A Survey on the Integration of Generative AI for Critical Thinking in Mobile Networks

In the near future, mobile networks are expected to broaden their services and coverage to accommodate a larger user base and diverse user needs. Thus, they will increasingly rely on artificial intelligence (AI) to manage network operation and control costs, undertaking complex decision-making roles.
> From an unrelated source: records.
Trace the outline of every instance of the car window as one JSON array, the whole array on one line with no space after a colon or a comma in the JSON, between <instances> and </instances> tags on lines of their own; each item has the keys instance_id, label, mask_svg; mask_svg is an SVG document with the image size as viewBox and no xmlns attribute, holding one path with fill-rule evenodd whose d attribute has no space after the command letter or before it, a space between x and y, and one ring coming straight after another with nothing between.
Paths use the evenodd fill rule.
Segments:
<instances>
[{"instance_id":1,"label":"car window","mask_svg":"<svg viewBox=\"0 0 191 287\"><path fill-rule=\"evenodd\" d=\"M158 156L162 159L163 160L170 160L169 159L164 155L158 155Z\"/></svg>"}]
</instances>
This shift will necessitate the application of techniques that incorporate critical thinking abilities, including reasoning and planning. Symbolic AI techniques already facilitate critical thinking based on existing knowledge. Yet, their use in telecommunications is hindered by the high cost of mostly manual curation of this knowledge and high computational complexity of reasoning tasks. At the same time, there is a spurt of innovations in industries such as telecommunications due to Generative AI (GenAI) technologies, operating independently of human-curated knowledge. However, their capacity for critical thinking remains uncertain. This paper aims to address this gap by examining the current status of GenAI algorithms with critical thinking capabilities and investigating their potential applications in telecom networks. Specifically, the aim of this study is to offer an introduction to the potential utilization of GenAI for critical thinking techniques in mobile networks, while also establishing a foundation for future research.
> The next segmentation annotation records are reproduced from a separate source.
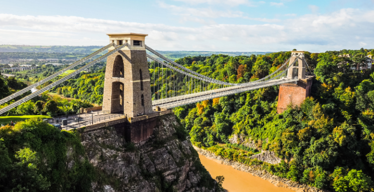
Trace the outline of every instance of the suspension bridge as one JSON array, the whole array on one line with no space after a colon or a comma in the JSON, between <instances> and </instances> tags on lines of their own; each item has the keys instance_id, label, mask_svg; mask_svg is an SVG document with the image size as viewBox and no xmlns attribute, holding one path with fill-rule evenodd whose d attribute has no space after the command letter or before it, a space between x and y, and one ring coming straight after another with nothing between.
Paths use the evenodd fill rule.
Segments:
<instances>
[{"instance_id":1,"label":"suspension bridge","mask_svg":"<svg viewBox=\"0 0 374 192\"><path fill-rule=\"evenodd\" d=\"M152 116L152 114L163 110L204 100L275 85L295 84L307 78L305 73L307 63L302 51L292 52L289 59L263 78L250 82L233 83L201 75L168 59L146 45L147 34L107 35L110 40L108 45L40 82L0 99L0 104L4 104L37 86L54 80L0 109L0 114L5 113L105 59L107 65L102 110L110 114L123 114L122 117L119 115L119 118ZM107 50L107 53L98 57ZM94 59L95 57L98 58ZM158 67L155 65L153 69L150 67L148 60L158 63ZM76 68L74 72L59 77L67 70ZM91 121L91 124L94 124L93 120Z\"/></svg>"}]
</instances>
A Framework for Knowledge Management and Automated Reasoning Applied on Intelligent Transport Systems

Cyber-Physical Systems in general, and Intelligent Transport Systems (ITS) in particular use heterogeneous data sources combined with problem solving expertise in order to make critical decisions that may lead to some form of actions e.g., driver notifications, change of traffic light signals and braking to prevent an accident. Currently, a major part of the decision process is done by human domain experts, which is time-consuming, tedious and error-prone. Additionally, due to the intrinsic nature of knowledge possession this decision process cannot be easily replicated or reused. Therefore, there is a need for automating the reasoning processes by providing computational systems a formal representation of the domain knowledge and a set of methods to process that knowledge. In this paper, we propose a knowledge model that can be used to express both declarative knowledge about the systems' components, their relations and their current state, as well as procedural knowledge representing possible system behavior. In addition, we introduce a framework for knowledge management and automated reasoning (KMARF). The idea behind KMARF is to automatically select an appropriate problem solver based on formalized reasoning expertise in the knowledge base, and convert a problem definition to the corresponding format. This approach automates reasoning, thus reducing operational costs, and enables reusability of knowledge and methods across different domains. We illustrate the approach on a transportation planning use case.